Day eleven, wow the days are flying by, today we drove 135 miles from Newton Stewart to Stanraer… with quite a bit of rain to keep us company. Hence, the grey-ness of several of today’s photos.
Photo of the day
A sleepy little town curiously full of bookshops, and it turned out to be the book capital of Scotland.
For a small village it had 2 bowling greens, which may have been a good indicator of the towns demographics. Weirdly, according to the price list on the bowling green hut, men are charged more than women to play.
Isle of Whithorn
St Ninian’s Chapel from about the 1300’s, but still in pretty good condition, and look at those thick walls.
Not the most attractive of lighthouses, but we added it to our collection.
Swings with a view.
Whithorn Priory, founded in the 400s in Whithorn, considered to be Scotland’s oldest Christian settlement.
Not much left of the this fort on top of a hill, so here are the views south east to Point of Leg.
OK, you’ll have to use your imagination for what this chapel previously looked like.
At the remains of Glenluse Abbey it was so wet and stormy Jarno decided it would be better to stay in the car. Julian ventured out and took a look around despite a closed sign – maybe due to the weather?
On the way to the Mull of Galloway we passed through Drummore, eerily full of scarecrows in costumes, a local competition. Here are the winners according to CoastalRoadTrip.com
First place, what a winning combination a sheep on a bike with a cuddle me jumper.
Mull of Galloway
The most southerly point of Scotland at the Mull of Galloway lighthouse. And it was super windy! Some directions for you…
Certificates for climbing, amazing views from the top. Unfortunately the photographer missed to include the full lighthouse in the photo… doh! 😉
Finally got our Coastal Road Trip blog online!

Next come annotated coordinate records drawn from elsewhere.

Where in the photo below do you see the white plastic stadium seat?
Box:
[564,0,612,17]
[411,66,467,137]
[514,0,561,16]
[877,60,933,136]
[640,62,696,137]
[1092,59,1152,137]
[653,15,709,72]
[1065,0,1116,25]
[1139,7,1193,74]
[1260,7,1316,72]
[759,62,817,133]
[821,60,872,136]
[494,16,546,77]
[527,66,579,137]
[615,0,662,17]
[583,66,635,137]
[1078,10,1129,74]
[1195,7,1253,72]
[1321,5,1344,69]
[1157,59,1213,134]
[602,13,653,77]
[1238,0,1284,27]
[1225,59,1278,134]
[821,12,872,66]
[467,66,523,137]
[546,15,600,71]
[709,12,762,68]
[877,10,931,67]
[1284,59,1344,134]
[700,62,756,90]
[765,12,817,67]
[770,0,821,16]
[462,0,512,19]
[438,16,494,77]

First 4 days in Wales (Cardiff to Dolgellau), though we're now in Scotland… so more to follow. Check it out: www.coastalroadtrip.com
Julian Sheard on Freitag, 18. August 2017
(not sure why the Facebook text is shown in German here.. I will hopefully work out how to correct)
Old stone lighthouse with a bell tower on Port Logan Pier.
Stormy seas crashing over the rocks at Portpatrick, a larger town than we had expected in this fairly remote area.
A bit of a curious choice of memorial for the MV Princess Victoria sinking.
The Portpatrick Lighthouse at the entrance to the harbour.
The locals keeping an eye on us as we approached Black House Lighthouse.
As close as we could get, as it turned out to be someone’s house.
Yes, it does look similar to the other lighthouses painted yellow and white, but it is a different one, honest. Corsewall Point Lighthouse seemed to be a hotel, but mysteriously no one was around… so we left, and headed to Stranraer for the night.
Today we entered Scotland! Driving from Carlise to Newton Stewart, and had much better weather. As soon as we entered Scotland we got sunshine 🙂
Photo of the day
Sweetheart Abbey at New Abbey
Carlise was our last stopping point before crossing the Eden and Esk Rivers into Scotland. The impressive Norman castle and Jarno in the rain.
Carlise Cathedral dating from 1133, just down the road from the castle.
Our first stop in Scotland at the medieval Caerlaverock Castle. We also became members of Historic Scotland, as it looked like the route ahead would probably include many castles and historic sites!
A small but surprisingly elaborate Renaissance castle.
Looking up to the sky from the pit-prison.
Sweetheart Abbey in New Abbey, named after Lady Dervorgilla, its founder who was buried with the heart of her husband.
Freshly cut grass at the abbey.
A quick tour of the The New Abbey Corn Mill.
Views across Carse Bay and the Solway Firth.
An unusual square backed lighthouse sitting among rock pools at Southerness Point.
Our first ice cream in Scotland, and believe it or not, the first ice cream on our coastal road trip.
And plenty of people squeezed on to the beach enjoying the sunshine.
The Orchardton Tower down a small lane. The only roundhouse in Scotland. And we were its only visitors.
Eco views across the Solway Firth from Hazelfield.
And a straw giant in a field by the road…. no we have no idea either.
Dundrennan Abbey was closed by the time we arrived but fortunately it towered above the walls, so we could easily take a quick look around from the outside.
Kirkcudbright town viewed from across the bay, with MacLellan’s Castle under a bit of renovation. We had pie and chips for dinner as a little arrival treat in Scotland 🙂
An old boat on the banks of Kirkcudbright Bay.
Little Ross Lighthouse in the distance.
We came across this fixer-upper on the coastline between Ross and Anwoth, maybe we need a bit of a smaller project.
Built by the McCulloch family in the 1400s. It had already closed for the day, so just viewed from a distance.
Cairnholly Chambered Cairns
And finally, glowing in the evening sun, an ancient burial ground and meeting place from 4-6,000 years ago! Jarno couldn’t open the gate (the gate was newer).